The prepared tendon graft is subsequently routed through this ulnar tunnel from distal (fovea) to proximal (dorsal ulnar neck).


Fixation and Final Assessment:
The graft is then tensioned. The forearm is positioned in neutral rotation, and the DRUJ is manually reduced. The graft is pulled taut through the dorsal ulnar exit hole. Fixation can be achieved using a variety of methods, including a bio-tenodesis screw, a bony anchor, or by suturing the graft back onto itself or the adjacent periosteum.

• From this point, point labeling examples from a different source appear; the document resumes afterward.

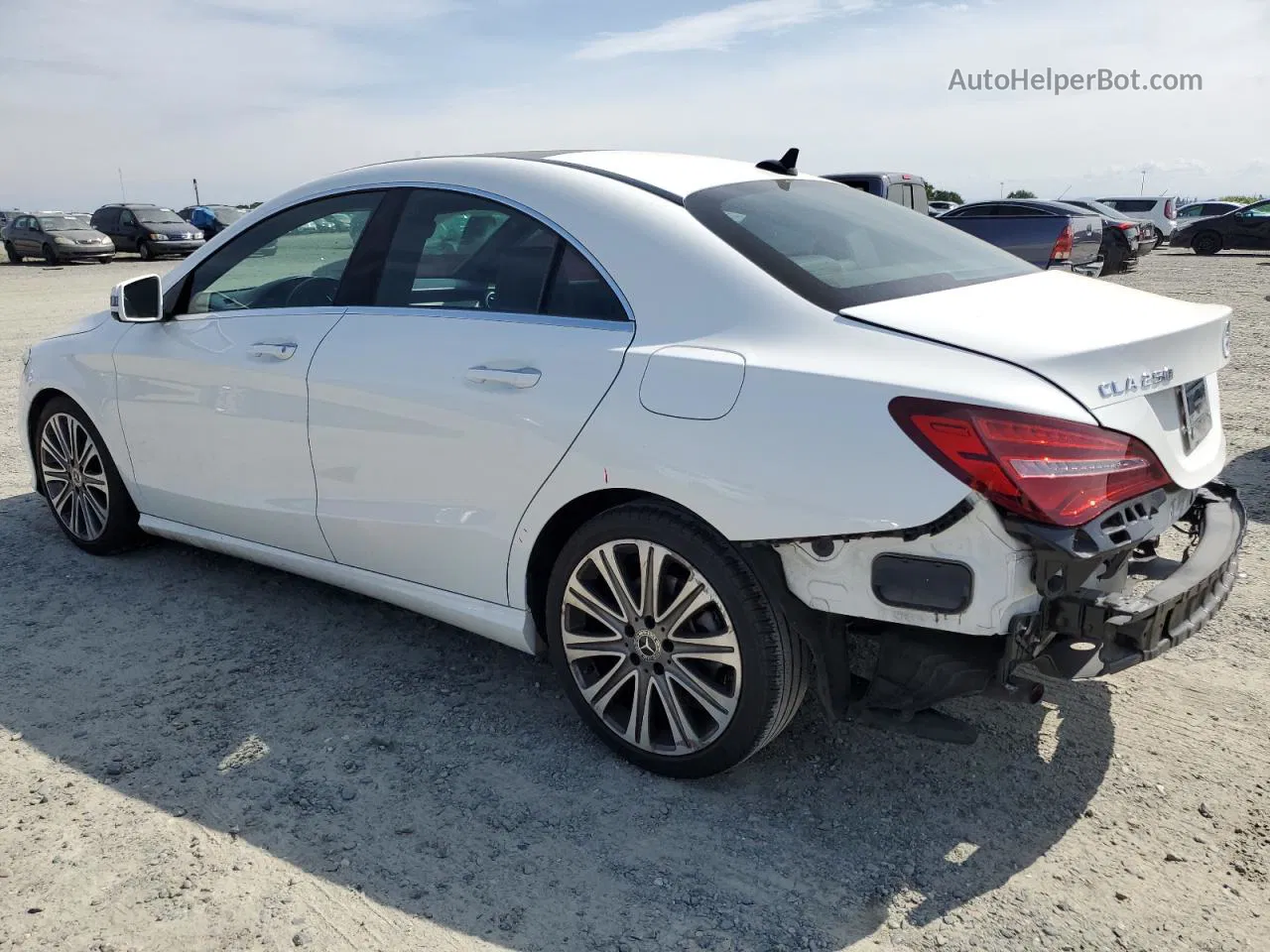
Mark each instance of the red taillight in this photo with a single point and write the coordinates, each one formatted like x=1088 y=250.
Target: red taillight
x=1038 y=467
x=1062 y=250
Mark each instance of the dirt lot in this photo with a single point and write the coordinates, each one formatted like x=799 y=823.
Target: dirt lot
x=200 y=754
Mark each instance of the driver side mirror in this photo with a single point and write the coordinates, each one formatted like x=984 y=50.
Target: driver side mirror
x=137 y=301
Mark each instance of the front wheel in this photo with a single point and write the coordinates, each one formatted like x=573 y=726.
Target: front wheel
x=80 y=481
x=666 y=644
x=1206 y=243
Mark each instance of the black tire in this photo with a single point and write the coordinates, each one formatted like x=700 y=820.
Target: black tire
x=118 y=530
x=775 y=664
x=1206 y=243
x=1114 y=261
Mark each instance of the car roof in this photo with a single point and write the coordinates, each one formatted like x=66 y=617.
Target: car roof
x=870 y=176
x=671 y=175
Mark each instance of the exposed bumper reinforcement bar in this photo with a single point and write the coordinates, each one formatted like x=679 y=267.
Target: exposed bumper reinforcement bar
x=1102 y=634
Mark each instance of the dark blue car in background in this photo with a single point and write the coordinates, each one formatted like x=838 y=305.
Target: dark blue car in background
x=1046 y=234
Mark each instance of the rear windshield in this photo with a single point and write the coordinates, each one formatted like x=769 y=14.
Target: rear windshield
x=838 y=248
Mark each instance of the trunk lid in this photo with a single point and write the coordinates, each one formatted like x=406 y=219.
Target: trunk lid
x=1124 y=354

Following fixation, the stability of the DRUJ is rigorously tested through a full arc of pronosupination. The joint should remain congruous and stable without excessive restriction of motion. Finally, the extensor retinaculum is repaired over the remaining ECU tendon, and the skin is closed in layers.


Complications, Incidence Rates, and Salvage Management
Despite meticulous surgical technique, extra-articular reconstructions of the DRUJ and ulnocarpal joint carry a distinct profile of potential complications. The surgeon must be acutely aware of these risks, counsel the patient appropriately during the preoperative phase, and possess the requisite skills to manage these adverse events should they arise.